Malbim offers a different explanation, noting that the Torah introduces this section by stating, “These are the journeys of the Israelites who left the land of Egypt…” (33:1). Rather than describe this list as a list of stages undertaken en route to Benei Yisrael’s destination – the Land of Israel – it instead speaks of these journeys as the stages of Benei Yisrael’s departure from Egypt. Malbim explains that these journeys marked the stages of not only Benei Yisrael’s geographic progression, but, more importantly, the profound spiritual process which they underwent. They needed a lengthy period of transformation, in order to successfully dissociate themselves from the pagan beliefs and culture which they had absorbed over the course of the centuries they spent in Egypt.
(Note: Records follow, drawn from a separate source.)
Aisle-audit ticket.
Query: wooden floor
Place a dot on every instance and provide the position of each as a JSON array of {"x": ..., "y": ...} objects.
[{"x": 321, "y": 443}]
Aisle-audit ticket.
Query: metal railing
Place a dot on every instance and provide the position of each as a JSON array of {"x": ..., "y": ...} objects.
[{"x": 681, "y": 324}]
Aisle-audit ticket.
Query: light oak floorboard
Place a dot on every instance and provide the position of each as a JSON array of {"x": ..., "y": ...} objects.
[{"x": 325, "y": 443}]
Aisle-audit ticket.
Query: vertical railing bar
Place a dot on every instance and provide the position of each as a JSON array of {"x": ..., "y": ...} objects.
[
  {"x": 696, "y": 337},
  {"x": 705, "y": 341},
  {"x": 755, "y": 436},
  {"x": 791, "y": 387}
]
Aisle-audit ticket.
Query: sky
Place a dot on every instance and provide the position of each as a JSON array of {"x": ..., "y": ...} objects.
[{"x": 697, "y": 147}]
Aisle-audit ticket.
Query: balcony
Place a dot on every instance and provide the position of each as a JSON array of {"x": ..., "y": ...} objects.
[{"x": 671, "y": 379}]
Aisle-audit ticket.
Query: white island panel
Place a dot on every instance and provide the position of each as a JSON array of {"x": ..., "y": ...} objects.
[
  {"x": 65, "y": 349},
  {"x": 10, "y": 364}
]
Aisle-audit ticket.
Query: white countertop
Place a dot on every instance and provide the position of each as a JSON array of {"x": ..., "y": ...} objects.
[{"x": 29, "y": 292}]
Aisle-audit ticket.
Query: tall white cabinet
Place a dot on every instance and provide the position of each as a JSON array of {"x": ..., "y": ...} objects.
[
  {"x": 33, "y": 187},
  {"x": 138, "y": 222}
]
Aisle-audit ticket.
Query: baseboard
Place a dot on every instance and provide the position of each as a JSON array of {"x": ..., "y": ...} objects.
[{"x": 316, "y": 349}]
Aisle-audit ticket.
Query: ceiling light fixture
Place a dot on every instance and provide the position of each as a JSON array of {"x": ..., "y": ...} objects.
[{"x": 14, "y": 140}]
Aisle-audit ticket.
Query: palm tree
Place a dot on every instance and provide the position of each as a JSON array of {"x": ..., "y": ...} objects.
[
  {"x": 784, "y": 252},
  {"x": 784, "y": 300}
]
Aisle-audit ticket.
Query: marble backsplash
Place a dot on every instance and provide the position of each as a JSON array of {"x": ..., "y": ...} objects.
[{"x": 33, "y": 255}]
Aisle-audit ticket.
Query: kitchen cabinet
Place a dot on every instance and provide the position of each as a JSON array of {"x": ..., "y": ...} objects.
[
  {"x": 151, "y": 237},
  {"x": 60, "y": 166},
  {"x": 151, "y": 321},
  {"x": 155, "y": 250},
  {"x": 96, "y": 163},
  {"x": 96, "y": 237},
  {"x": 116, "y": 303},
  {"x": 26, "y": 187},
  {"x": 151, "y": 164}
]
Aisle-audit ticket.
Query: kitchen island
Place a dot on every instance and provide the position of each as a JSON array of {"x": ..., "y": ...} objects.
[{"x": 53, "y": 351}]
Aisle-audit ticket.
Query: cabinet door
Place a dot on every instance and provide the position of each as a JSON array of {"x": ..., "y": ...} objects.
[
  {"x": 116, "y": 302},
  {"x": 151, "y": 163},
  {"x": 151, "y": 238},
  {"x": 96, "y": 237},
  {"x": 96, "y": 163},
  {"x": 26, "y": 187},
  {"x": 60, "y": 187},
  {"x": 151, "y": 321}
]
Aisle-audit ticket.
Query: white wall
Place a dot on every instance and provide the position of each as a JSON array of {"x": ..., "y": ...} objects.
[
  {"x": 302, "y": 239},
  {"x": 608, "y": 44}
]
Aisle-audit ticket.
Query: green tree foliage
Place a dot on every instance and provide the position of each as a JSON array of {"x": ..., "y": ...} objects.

The forty-two stations are significant, according to Malbim, not as simply geographic landmarks, but rather in emphasizing the numerous stages that were needed for Benei Yisrael to rid themselves of the ideas and behaviors which they had taken with them from Egypt.
According to Malbim, then, the Torah presented this list to instruct that change requires a lengthy, difficult process. We cannot expect ourselves, or others, to rid ourselves of our faults and vices overnight, or even in a day, week or month. Change happens little by little, with occasional setbacks along the way, just as Benei Yisrael’s progression was not without numerous obstacles and failures. We must focus on trying to becoming just a bit better each day, realizing that the process of “leaving Egypt” is a lengthy, difficult, complex process that takes time, patience, strength and resolve to complete.